9. Principle of Materiality: The principle states that financial statements should include significant or material information and avoid reporting non-material information. In other words, reporting some transactions can be ignored using the rules of an accounting standard if the net impact of such transactions is negligible while compiling financial statements. However, there is a requirement for proper disclosure in footnotes as per the rules.
10. Principle of Utmost Good Faith: The principle requires the transacting parties to act honestly without misleading or withholding critical information from one another.

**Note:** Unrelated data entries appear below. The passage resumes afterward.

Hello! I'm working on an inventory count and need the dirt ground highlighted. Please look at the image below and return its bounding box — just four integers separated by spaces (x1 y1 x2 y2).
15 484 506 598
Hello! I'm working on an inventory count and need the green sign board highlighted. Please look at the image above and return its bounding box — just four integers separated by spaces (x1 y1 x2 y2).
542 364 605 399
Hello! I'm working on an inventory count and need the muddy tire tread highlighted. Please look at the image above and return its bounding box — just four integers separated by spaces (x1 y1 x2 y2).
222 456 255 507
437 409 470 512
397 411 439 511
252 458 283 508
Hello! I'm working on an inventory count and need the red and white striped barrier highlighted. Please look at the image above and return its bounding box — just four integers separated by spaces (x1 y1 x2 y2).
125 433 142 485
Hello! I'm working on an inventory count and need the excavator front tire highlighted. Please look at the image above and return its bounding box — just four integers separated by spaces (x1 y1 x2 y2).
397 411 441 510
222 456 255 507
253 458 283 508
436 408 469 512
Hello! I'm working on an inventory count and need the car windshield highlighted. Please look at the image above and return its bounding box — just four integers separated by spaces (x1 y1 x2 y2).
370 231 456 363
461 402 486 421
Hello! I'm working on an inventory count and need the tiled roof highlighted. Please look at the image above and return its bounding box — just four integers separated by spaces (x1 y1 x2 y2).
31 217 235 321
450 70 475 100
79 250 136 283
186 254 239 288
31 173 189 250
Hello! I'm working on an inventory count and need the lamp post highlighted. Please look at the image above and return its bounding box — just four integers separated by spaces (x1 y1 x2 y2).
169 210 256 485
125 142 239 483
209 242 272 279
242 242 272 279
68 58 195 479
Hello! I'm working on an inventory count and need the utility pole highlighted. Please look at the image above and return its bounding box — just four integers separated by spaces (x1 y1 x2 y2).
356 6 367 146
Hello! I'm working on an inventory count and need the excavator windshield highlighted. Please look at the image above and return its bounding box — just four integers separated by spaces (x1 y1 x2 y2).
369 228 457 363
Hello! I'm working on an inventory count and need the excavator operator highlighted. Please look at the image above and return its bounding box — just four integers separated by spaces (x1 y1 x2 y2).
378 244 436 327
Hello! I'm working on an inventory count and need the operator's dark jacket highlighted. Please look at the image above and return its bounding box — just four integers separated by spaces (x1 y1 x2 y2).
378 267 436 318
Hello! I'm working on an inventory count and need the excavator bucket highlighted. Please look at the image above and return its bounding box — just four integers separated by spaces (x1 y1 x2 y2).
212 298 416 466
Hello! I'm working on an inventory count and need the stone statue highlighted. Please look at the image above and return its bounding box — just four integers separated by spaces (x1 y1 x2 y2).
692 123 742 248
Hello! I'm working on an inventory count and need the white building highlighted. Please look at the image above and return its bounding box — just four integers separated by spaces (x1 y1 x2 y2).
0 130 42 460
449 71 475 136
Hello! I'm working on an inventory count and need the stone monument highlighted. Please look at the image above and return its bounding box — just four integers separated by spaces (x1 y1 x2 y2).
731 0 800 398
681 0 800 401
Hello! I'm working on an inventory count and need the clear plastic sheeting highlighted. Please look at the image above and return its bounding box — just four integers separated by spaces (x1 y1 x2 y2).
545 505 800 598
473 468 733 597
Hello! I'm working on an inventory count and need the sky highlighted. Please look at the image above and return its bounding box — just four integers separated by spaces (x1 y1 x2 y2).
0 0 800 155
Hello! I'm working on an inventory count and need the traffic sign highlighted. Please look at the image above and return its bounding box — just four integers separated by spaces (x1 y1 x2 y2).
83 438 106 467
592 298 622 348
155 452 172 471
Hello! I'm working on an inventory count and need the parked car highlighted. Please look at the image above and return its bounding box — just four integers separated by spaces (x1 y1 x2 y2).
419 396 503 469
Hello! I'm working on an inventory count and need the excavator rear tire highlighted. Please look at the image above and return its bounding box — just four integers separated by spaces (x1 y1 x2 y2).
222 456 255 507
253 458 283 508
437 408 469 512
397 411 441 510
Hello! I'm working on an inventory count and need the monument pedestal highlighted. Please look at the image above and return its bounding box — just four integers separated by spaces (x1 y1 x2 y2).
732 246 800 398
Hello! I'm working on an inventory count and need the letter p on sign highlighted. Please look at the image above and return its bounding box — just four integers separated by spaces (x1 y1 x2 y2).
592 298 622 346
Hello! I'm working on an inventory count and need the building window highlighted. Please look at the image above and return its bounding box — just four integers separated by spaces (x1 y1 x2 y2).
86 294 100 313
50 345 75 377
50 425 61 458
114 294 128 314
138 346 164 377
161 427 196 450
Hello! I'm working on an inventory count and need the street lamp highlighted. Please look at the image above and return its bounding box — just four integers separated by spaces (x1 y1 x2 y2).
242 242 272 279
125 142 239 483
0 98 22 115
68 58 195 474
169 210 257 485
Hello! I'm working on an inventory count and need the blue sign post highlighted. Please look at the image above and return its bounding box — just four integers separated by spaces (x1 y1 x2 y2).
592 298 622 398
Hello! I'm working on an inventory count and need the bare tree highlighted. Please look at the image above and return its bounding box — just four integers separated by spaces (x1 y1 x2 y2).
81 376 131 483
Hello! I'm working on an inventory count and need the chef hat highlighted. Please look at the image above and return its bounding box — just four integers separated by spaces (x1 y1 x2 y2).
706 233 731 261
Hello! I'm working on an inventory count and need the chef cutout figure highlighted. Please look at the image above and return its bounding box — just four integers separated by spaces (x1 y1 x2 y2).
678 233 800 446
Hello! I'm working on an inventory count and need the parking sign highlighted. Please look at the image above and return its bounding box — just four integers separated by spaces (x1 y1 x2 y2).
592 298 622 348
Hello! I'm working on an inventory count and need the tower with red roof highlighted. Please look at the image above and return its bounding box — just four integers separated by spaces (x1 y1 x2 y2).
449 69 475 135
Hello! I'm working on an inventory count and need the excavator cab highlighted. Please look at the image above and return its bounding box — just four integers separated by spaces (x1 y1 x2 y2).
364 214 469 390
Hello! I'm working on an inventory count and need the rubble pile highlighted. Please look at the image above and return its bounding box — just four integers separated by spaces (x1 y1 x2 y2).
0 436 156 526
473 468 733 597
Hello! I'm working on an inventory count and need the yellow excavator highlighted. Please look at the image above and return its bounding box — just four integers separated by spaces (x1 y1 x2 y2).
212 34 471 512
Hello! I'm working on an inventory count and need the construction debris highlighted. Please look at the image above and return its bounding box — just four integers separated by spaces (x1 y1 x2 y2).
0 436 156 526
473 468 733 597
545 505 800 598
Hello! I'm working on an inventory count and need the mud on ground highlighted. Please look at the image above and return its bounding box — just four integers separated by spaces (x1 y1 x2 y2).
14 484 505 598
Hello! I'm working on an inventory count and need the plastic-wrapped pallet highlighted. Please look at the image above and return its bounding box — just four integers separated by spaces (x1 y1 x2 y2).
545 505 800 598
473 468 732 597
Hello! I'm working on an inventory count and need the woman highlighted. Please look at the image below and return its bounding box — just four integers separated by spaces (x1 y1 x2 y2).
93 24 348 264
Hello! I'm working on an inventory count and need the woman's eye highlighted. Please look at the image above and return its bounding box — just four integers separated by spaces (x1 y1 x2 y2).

It is the most fundamental principle in the insurance industry, and this should be the minimum standard that applies to everyone while making financial transactions.
GAAP vs IFRS
Companies in the USA mainly practice GAAP or US GAAP, while more than 110 countries across the globe use International Financial Reporting Standards (IFRS). The global acceptance of IFRS is due to its principle-based logical system representing the economics of financial transactions better than GAAP.
FASB has been working with the help of IASB for the convergence of GAAP into IFRS since 2002. As a result, in 2007, the USA’s Securities and Exchange Committee (SEC) withdrew the obligation for non-US companies registered in America to report in GAAP if they were compiling their financial statements under the IFRS system.
Key Differences Between GAAP vs. IFRS
Given below are the key differences between GAAP and IFRS:
Basis of Comparison Between GAAP vs IFRS |
GAAP |
IFRS |
Issuing Authority |
Issued by the Financial Accounting Standards Board (FASB) of the USA. | Issued by the International Accounting Standards Board (IASB). |
Cost Method | LIFO is allowed. | LIFO is prohibited. |
Cost of Development | Charge as and when they are incurred. | The high cost can be capitalized and amortized over multiple periods. |
Writedowns | You are not allowed to reverse even if an asset’s or inventory’s market value increases. | You can reverse as per the rules. |
Conclusion – Generally Accepted Accounting Principles
GAAP is just a collection of rules and standards that provides guidelines and methods to compile the financial transaction of a company into financial statements for a particular period. It adds clarity and transparency for outside parties and obligates the company’s management. However, GAAP does not guarantee error-free reporting; therefore, investors should act wisely while reading financial statements before investing.